Cuba, isola dell’unità
Le sorprese di cui la storia è sempre piena si stanno concentrando curiosamente – in questo ultimo periodo – a Cuba.
Tra gli ultimi angoli del mondo a conservare un regime politico – ancora – ispirato ai principi del comunismo, mai come in questi ultimi tempi l’isola si è trovata al centro di una inedita stagione di cambiamenti mondiali.
La fine dell’isolamento del regime voluto dagli Stati Uniti, sul quale il presidente Obama ha pronunciato uno dei suoi più importanti (e complessi) discorsi del suo secondo mandato, sembra ora addirittura “superato” dall’inedito ruolo toccato in sorte a Cuba in occasione dello storico incontro tra papa Francesco e il patriarca Kirill.
Bergoglio infatti, nel suo saluto al termine dell’incontro col patriarca, ha avuto cordiali e non formali parole per l’ospite, Raul Castro, che sedeva a lato dei due leader cristiani, rispettoso e visibilmente emozionato:
«Non voglio partire senza dare un sentito ringraziamento a Cuba, al grande popolo cubano e al suo Presidente qui presente. Lo ringrazio per la sua disponibilità attiva.
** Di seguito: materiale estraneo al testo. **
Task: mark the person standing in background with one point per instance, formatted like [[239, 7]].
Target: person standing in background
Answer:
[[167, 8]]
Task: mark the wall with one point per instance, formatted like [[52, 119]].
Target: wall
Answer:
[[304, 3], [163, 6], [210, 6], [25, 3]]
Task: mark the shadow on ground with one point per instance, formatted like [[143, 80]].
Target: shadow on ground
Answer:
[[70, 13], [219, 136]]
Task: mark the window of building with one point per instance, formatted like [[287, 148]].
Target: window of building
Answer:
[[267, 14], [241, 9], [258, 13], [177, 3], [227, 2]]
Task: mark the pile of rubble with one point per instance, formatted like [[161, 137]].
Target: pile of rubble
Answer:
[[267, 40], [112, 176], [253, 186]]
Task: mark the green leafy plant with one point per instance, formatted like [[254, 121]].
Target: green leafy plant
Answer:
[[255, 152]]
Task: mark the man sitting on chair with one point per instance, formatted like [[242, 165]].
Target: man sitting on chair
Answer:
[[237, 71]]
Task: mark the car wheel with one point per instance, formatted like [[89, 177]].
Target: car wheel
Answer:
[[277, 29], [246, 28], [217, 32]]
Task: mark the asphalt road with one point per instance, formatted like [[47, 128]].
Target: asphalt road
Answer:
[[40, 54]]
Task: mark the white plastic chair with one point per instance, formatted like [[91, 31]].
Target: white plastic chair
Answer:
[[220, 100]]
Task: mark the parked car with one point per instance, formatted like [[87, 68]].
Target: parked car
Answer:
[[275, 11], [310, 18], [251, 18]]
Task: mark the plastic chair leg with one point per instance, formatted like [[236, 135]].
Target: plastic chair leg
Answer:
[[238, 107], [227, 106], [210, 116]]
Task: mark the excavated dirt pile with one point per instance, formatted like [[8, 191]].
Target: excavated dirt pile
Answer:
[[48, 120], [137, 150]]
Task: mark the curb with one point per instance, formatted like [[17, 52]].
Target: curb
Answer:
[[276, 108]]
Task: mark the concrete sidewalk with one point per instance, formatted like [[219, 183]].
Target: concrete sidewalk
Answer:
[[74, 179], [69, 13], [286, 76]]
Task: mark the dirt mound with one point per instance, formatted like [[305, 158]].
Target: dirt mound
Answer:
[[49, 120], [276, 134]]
Di questo passo, Cuba sarà la capitale dell’unità!»
Certo, la scelta dell’isola caraibica per l’atteso incontro intercristiano ha messo d’accordo la complessità della geopolitica della chiesa russa con l’altrettanto articolata visione della chiesa di Roma: tanto che, paradossalmente, uno degli ultimi avamposti storici del pensiero secolare si è prestato per accogliere l’incontro più atteso – fin dai tempi del Vaticano II – e sempre ritenuto impossibile, accreditandosi come luogo decisivo di dialogo e di speranza per i destini del mondo in guerra.
Ha osservato Andrea Riccardi:
«Il quadro dell’incontro tra Francesco e il patriarca Kirill è stato spoglio, non simbolico come per eventi del genere: solo una sala dell’aeroporto dell’Avana. Tutto si è concentrato sul colloquio (dalla lunghezza inusuale) e sulla firma di un denso documento con trenta capitoletti. I due primati volevano parlare chiaramente tra loro […]. Ne è emersa una scelta comune: un ecumenismo dei fatti e della “solidarietà cristiana” (per usare un’espressione del metropolita Nikodim, maestro di Kirill). Non un’alleanza solo in difesa dei valori né un altro dialogo teologico. Il Papa ha detto: “Si è fatto un programma di possibili attività in comune, perché l’unità si fa camminando”». (da Corriere della Sera)
Un altro tassello – forse il più ambito – si aggiunge così all’ecumenismo inaugurato dal papa argentino, che nel breve tempo del suo pontificato ha inanellato – uno dietro l’altro – alcuni incontri inediti (come quello a Torino con la piccola chiesa valdese, che ha però avuto il sapore di una svolta di rilievo) assieme ad altre conferme importanti (prima fra tutte, quella con la chiesa di Costantinopoli e col suo patriarca Bartolomeo).
Che l’attitudine umana e lo spessore spirituale di Bergoglio fossero “adatti” a raccogliere il frutto di una stagione antica di semina ecumenica, mettendo fine a sospetti e diffidenze, era forse possibile immaginarlo; mi piace tuttavia credere, di fronte ad immagini davvero inedite come quelle dell’altro giorno a Cuba, che l’approccio così originale ed efficace di papa Francesco sia un po’ anche il frutto della sua personale sensibilità di credente. Così, come ebbe felicemente a dire in un’occasione, nell’incontro tra fratelli diversi, questi si confondono e sono entrambi accolti:
«Chi è il protagonista? Tutti e due, o, per meglio dire, l’abbraccio».